Soon he had reached the point he had in mind. It was, by odd fatality, the spot where he had received his castigation only a few hours before. The moon was behind a cloud, and yet the visible stars furnished sufficient light for him to see his way, dulled as his vision was by the spirits he had consumed. Now his plan was complete. He would lie in wait right where the unshaded roadway entered the wood. Henley's form would be clearly limned against the unobstructed horizon. Bradley would fire once, twice, as many times as would be necessary to do the work absolutely. He believed that he would be calm enough, practicable as it would be at that distance from any residence, to step forward and examine the body to be sure that no mistake had been made. Bradley chuckled as he sat down on the heather, and felt a satisfied, even triumphant, glow steal over him. Taking out his flask, he drained its contents, and then threw it into the wood. It whistled ominously as it cut its way through the air and fell with a crash against a bowlder. He drew out his watch and struck a match to see the dial. It was ten o'clock. His victim could not be long now, for Henley never remained late at the store.

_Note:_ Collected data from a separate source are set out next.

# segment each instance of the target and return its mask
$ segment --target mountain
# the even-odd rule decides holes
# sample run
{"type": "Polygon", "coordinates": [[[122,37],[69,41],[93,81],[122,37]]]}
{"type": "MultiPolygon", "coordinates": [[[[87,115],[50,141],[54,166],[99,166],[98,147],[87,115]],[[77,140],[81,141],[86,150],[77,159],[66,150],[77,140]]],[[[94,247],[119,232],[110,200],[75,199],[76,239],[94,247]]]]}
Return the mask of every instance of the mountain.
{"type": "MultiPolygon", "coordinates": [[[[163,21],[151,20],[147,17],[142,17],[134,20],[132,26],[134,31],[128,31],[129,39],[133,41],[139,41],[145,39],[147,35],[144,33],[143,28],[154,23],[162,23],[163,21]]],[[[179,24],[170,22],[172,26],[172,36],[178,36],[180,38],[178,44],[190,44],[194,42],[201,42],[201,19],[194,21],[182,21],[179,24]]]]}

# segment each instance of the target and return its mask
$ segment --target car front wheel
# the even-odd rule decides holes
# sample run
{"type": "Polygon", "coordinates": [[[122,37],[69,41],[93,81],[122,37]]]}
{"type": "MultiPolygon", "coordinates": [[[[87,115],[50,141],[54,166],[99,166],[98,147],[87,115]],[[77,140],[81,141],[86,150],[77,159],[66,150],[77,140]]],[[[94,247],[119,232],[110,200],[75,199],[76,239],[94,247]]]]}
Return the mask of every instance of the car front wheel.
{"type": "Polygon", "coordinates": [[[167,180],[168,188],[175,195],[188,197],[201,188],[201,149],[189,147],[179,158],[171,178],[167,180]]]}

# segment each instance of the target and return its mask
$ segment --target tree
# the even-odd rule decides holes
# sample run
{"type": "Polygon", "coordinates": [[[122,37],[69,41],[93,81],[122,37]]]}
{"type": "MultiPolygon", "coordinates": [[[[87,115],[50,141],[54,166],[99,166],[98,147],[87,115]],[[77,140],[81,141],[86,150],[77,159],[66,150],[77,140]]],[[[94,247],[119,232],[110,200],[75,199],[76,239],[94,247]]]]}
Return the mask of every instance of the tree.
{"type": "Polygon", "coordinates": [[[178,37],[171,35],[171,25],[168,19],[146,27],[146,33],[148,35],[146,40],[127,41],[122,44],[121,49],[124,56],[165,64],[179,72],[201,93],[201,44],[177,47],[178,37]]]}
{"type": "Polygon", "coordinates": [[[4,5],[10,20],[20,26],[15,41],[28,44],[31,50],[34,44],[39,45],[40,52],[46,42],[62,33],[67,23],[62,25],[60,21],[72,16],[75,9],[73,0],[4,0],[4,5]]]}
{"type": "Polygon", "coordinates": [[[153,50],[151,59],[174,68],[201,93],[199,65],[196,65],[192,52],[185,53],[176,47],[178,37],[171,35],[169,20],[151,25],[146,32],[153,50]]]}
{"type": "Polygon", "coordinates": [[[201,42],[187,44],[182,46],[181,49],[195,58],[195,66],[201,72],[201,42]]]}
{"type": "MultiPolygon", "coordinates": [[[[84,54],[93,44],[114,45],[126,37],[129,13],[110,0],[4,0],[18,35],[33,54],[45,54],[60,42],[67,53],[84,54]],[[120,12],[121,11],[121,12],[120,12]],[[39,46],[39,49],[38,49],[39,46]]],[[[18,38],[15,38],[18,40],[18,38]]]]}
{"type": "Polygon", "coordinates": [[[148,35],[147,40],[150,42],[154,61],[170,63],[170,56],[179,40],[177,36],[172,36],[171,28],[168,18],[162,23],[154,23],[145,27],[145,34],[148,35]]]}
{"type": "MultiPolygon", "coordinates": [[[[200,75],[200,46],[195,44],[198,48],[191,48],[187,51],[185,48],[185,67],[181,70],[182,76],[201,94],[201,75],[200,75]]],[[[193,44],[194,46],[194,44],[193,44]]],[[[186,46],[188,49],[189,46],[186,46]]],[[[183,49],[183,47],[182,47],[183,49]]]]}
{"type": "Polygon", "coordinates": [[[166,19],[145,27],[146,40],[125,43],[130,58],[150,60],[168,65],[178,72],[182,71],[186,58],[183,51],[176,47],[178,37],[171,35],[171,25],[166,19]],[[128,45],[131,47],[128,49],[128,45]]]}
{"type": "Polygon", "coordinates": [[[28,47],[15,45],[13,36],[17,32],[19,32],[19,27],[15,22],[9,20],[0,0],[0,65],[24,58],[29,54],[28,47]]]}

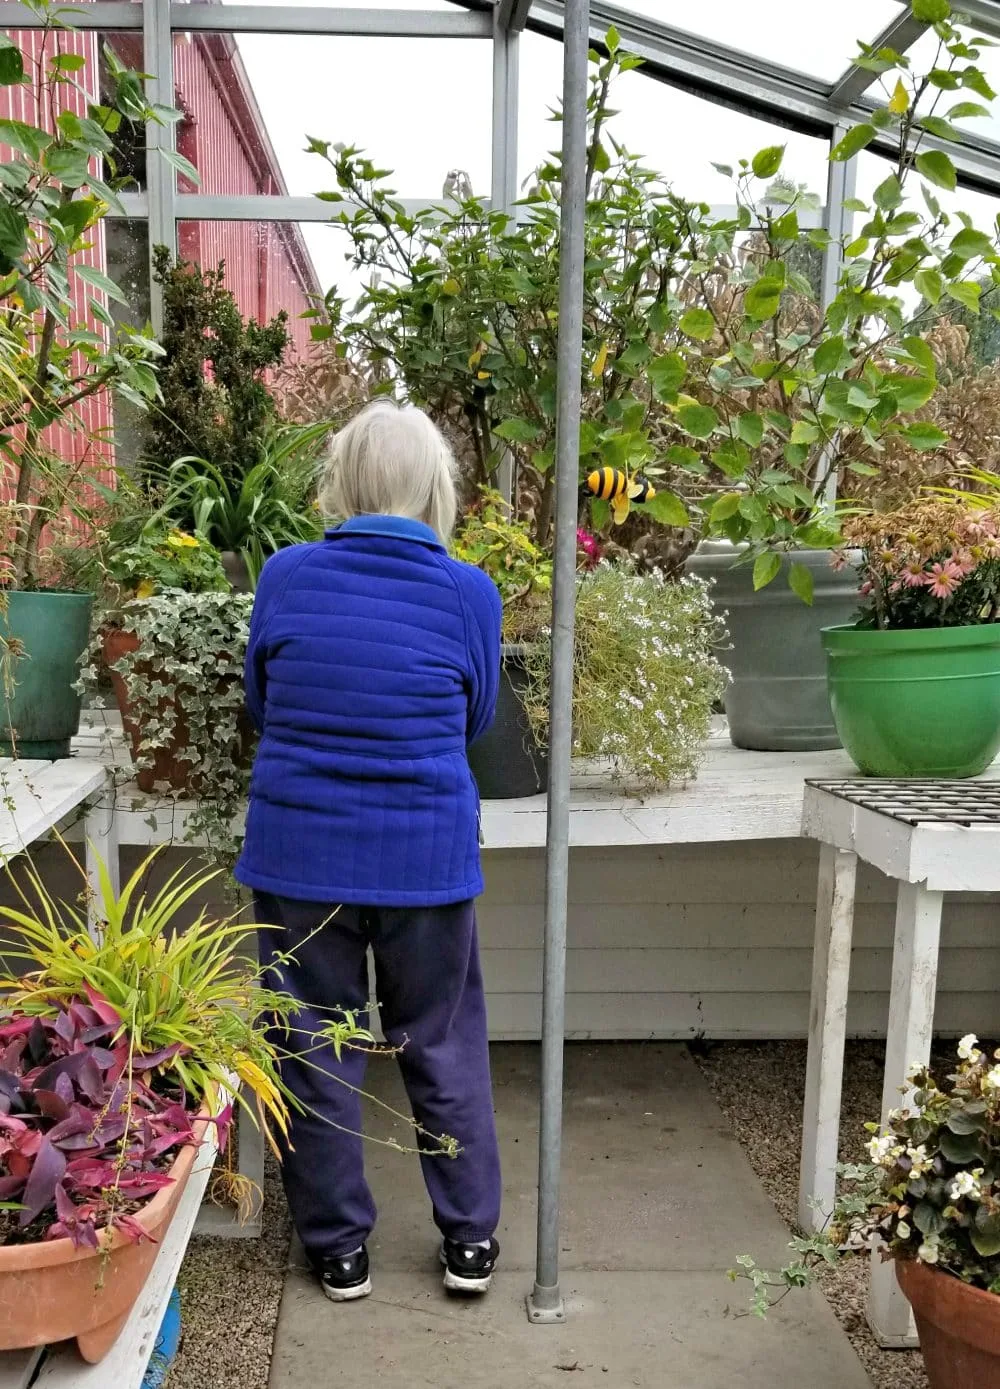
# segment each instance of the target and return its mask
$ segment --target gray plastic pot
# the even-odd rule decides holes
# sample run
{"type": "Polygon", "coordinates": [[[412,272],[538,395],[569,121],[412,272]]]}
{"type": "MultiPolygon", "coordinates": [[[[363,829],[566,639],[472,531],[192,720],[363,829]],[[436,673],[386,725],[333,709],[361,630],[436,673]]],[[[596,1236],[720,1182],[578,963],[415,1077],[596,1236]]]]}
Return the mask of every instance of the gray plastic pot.
{"type": "Polygon", "coordinates": [[[835,570],[829,550],[797,551],[792,559],[813,576],[810,607],[784,573],[755,593],[752,566],[738,562],[743,553],[728,541],[703,541],[686,566],[715,581],[712,601],[727,614],[732,647],[722,661],[733,677],[726,692],[729,736],[738,748],[760,752],[839,748],[820,630],[854,620],[856,572],[851,565],[835,570]]]}
{"type": "Polygon", "coordinates": [[[548,786],[548,750],[536,743],[522,699],[528,686],[522,650],[504,646],[496,718],[469,748],[469,766],[484,801],[537,796],[548,786]]]}

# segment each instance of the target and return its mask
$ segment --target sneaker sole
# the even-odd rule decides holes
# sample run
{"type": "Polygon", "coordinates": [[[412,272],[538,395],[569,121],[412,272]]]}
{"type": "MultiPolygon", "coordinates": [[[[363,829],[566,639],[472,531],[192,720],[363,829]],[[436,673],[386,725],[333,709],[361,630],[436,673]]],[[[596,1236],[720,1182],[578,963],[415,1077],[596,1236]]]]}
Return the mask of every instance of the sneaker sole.
{"type": "Polygon", "coordinates": [[[492,1273],[488,1273],[485,1278],[461,1278],[457,1273],[452,1273],[450,1268],[445,1268],[444,1271],[444,1286],[450,1293],[487,1293],[492,1282],[492,1273]]]}
{"type": "Polygon", "coordinates": [[[360,1297],[367,1297],[372,1290],[372,1280],[366,1278],[363,1283],[356,1283],[353,1288],[328,1288],[325,1283],[321,1283],[323,1296],[331,1302],[357,1302],[360,1297]]]}

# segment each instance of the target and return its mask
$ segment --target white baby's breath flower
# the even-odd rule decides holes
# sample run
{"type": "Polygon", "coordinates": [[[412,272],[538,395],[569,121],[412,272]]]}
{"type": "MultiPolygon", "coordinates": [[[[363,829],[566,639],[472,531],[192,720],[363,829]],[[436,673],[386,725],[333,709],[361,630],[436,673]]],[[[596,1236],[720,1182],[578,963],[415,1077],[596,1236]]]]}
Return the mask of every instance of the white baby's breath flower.
{"type": "Polygon", "coordinates": [[[937,1241],[925,1240],[917,1250],[917,1258],[922,1264],[936,1264],[938,1261],[937,1241]]]}
{"type": "Polygon", "coordinates": [[[892,1150],[893,1140],[888,1134],[881,1134],[871,1139],[868,1144],[868,1152],[871,1156],[871,1160],[877,1163],[879,1167],[888,1166],[889,1159],[892,1157],[892,1150]]]}
{"type": "Polygon", "coordinates": [[[991,1066],[983,1076],[984,1090],[1000,1090],[1000,1066],[991,1066]]]}
{"type": "Polygon", "coordinates": [[[897,1239],[909,1239],[912,1234],[913,1231],[910,1229],[909,1225],[907,1225],[905,1220],[901,1220],[899,1224],[896,1226],[897,1239]]]}
{"type": "Polygon", "coordinates": [[[982,1052],[976,1047],[979,1038],[974,1032],[968,1032],[958,1044],[958,1058],[960,1061],[978,1061],[982,1052]]]}

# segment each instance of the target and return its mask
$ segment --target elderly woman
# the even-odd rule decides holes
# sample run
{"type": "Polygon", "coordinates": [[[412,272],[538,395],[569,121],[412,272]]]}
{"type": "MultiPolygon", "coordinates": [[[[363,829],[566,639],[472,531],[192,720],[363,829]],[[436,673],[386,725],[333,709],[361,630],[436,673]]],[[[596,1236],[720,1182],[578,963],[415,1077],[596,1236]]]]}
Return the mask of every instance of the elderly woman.
{"type": "Polygon", "coordinates": [[[264,566],[246,662],[261,741],[237,877],[258,922],[282,928],[261,932],[271,982],[304,1005],[303,1054],[282,1067],[302,1105],[285,1190],[326,1295],[367,1296],[376,1212],[358,1136],[366,1057],[345,1050],[338,1063],[308,1034],[339,1010],[365,1011],[370,948],[414,1118],[461,1148],[421,1156],[445,1287],[485,1292],[499,1253],[500,1161],[466,748],[493,719],[500,598],[448,555],[454,460],[419,410],[363,410],[334,440],[320,503],[347,519],[264,566]]]}

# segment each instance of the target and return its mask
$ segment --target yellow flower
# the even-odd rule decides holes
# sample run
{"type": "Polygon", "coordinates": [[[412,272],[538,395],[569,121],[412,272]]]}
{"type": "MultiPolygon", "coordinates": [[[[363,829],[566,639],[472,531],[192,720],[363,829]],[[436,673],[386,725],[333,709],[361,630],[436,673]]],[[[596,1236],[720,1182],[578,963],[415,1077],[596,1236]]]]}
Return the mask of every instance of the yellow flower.
{"type": "Polygon", "coordinates": [[[167,536],[167,544],[172,545],[175,550],[197,550],[198,542],[193,535],[188,535],[187,531],[171,531],[167,536]]]}
{"type": "Polygon", "coordinates": [[[156,585],[153,583],[152,579],[143,579],[142,583],[135,591],[135,596],[137,598],[152,598],[155,592],[156,585]]]}

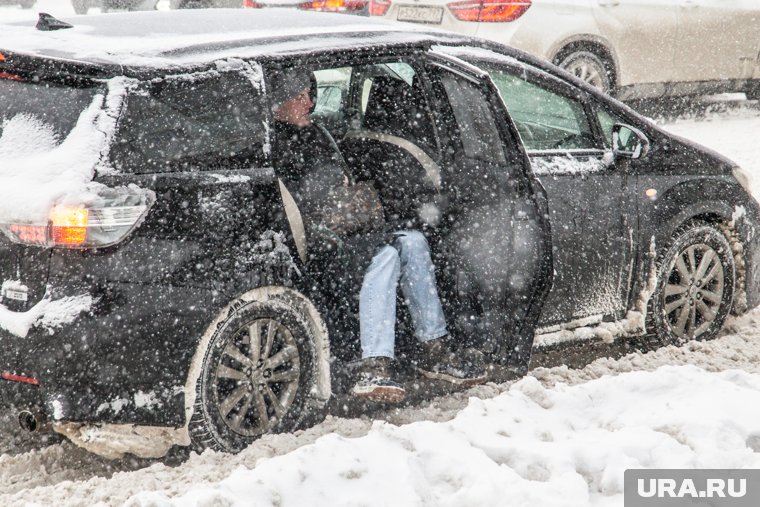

"Ah, what was that? Surely it was a man's whistle, and Henley's whistle was a well-known and merry characteristic of himself. To-night it rippled forth more joyously than usual, and this in itself added to the flames in the crouching man's breast. Henley could whistle that way because he had triumphed so conspicuously in the recent encounter. But stopping a man's whistle was a small matter when it was done with a six-shooter by a good marksman, Bradley chuckled, and that wouldn't bother him many seconds. Now he could distinctly hear the storekeeper's step; he would soon be in view there where the fireflies were flashing, and then—but what was that? Something seemed to be lowered from the branches of a tree directly across the road as by a rope, and to hang against the dark background, turning in a gruesome fashion, as if wind-blown, first one way and then another. It was a human body. The feet were tied by a bridle-rein, the hands bound behind by the suspenders the corpse had worn. Bradley had seen the thing in fancy many times before, but never in such grim actuality as now. He strained his sight to make sure. There was no doubt. The thing was actually there—there, there, great God!—there!

"Gentlemen, friends, neighbors"—he remembered the very words that had escaped the lips now grinning at him—"you are hangin' the wrong man. I'm innocent. In the name of God, spare me. I'm the father of six children that depend on me for a living. Give me a chance to prove what I say—oh, God!—oh, God, oh, God, have mercy!"